Expanding abundance when fitting Bernoulli-cloglog model

James-Thorson-NOAA commented 7 months ago

One use-case for SDMs is to fit a logistic-regression using a cloglog link function, but then (instead of using the inverse-link to calculate the predictor) exponentiating the linear predictor to calculate abundance that could then be reported from predict or when calculating an area-weighted abundance index. This is, e.g., used by Gruss-Thorson-2019, and it matches the interpretation of a cloglog link as a thinned Poisson-point-process from the presence-only literature. It is implemented in VAST using ObsModel[13,1], as demonstrated in the combined-data demo.

I envision that we need some interface that separates (1) the inverse-link function that's applied when calculating the data likelihood from (2) the inverse-link function that's applied when calculating the predicted response for predict calls. I'd then copy the same interface for use in tinyVAST. Any ideas, or do you want to discuss @seananderson?

James-Thorson-NOAA commented 6 months ago

To clarify the problem a bit more: If you have a count $C$ from a Poisson point process with intensity \lambda, then:

Pr(C>0) = \pi = 1 - e^{-\lambda)

We then might want to calculate the total intensity int_s{\lambda ds} as predicted abundance. A Bernoulli GLM with cloglog-link arises fits that likelihood using linear predictor log(\lambda), but we then want to treat it as log-linked when calculating the abundance-index.

I think the simplest option is to pass TMB two family arguments (perhaps family and family_pred, where one is used during the data-likelihood, and the other during expansion. By default, the family_pred argument is missing, and then fixed at family_pred = family. But advanced users could pass family_pred (perhaps via sdmTMBcontrol or via predict) that over-rides the default.

As I said, I need to implement this in tinyVAST e.g., to allow this demo to give the same index results when using the presence-absence or other variables as default factor level, and I'd love to keep in lock-step with sdmTMB regarding family interface.

seananderson commented 6 months ago

Hmm. A few thoughts:

Do we need the full second family architecture or would a second link (or vector of links) be enough? Perhaps that depends whether this might foreseeably be needed in delta families. Might one ever be using a delta model (say for biomass) and then only using the first linear predictor as part of an abundance index?
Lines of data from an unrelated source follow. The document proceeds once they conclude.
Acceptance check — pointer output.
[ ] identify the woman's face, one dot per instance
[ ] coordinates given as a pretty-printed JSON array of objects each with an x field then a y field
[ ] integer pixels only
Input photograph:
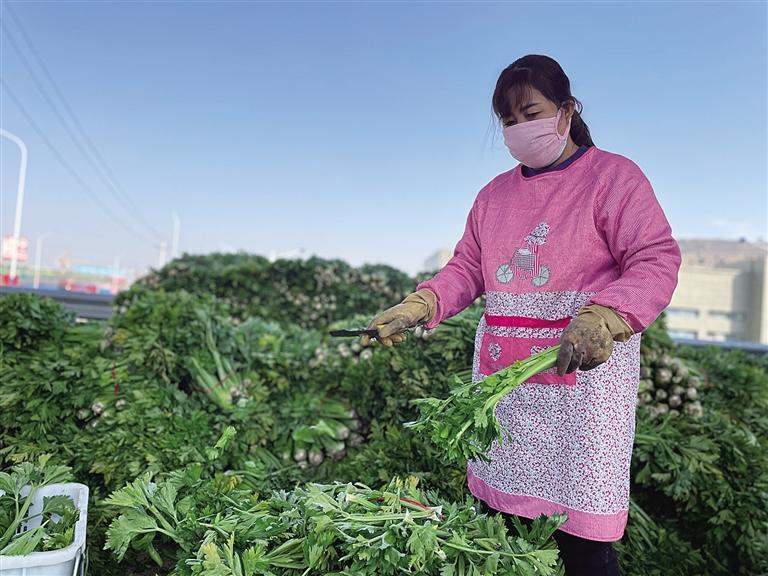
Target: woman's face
[{"x": 534, "y": 106}]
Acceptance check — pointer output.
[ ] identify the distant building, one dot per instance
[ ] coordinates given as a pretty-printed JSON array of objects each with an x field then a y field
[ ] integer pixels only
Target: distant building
[
  {"x": 722, "y": 292},
  {"x": 437, "y": 260}
]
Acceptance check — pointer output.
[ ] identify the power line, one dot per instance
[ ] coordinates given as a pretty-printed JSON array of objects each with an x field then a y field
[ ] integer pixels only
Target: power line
[
  {"x": 99, "y": 164},
  {"x": 87, "y": 189}
]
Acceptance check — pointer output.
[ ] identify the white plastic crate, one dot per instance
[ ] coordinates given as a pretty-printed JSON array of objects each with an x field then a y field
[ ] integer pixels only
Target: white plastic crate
[{"x": 65, "y": 561}]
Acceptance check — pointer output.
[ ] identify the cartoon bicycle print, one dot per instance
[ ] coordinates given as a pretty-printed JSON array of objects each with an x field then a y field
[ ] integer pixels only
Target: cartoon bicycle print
[{"x": 524, "y": 263}]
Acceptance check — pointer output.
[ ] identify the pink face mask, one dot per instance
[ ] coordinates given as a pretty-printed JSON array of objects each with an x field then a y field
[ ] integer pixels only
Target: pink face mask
[{"x": 536, "y": 143}]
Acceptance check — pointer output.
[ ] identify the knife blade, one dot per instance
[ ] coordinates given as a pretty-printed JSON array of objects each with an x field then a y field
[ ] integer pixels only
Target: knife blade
[{"x": 373, "y": 332}]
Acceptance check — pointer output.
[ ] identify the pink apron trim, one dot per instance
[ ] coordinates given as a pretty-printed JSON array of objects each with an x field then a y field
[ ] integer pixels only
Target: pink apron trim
[
  {"x": 525, "y": 322},
  {"x": 599, "y": 527}
]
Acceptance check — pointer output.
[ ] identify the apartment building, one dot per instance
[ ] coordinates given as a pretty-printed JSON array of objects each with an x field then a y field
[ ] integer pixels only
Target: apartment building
[{"x": 722, "y": 292}]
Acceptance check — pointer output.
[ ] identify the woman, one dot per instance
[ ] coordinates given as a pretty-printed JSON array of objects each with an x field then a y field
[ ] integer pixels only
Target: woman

Maybe? That's already baked into the Poisson-link families, I guess, with the log link.
I was going to say I'm less fussed about the predict function, since the default is in link space anyways and the user can always inverse-link the linear predictor however they'd want, but perhaps a user would want to make conditional predictions with standard errors, say using only fixed effects.
In a fit->predict->expansion workflow it's nice to have flexibility at the last stage for integration-specific options (like an area vector). So, at the very least, perhaps integrate_output()/get_index() should have this extra argument. Since integrate_output() skips over the prediction object, I presume the argument should be there.
I'd like to keep 'control' about optimizer settings and similar if possible.
I presume defining a bernoulli() family with an extra argument wouldn't work? That gets around binomial() being a built-in function. I guess this could also apply to binomial with trials > 1.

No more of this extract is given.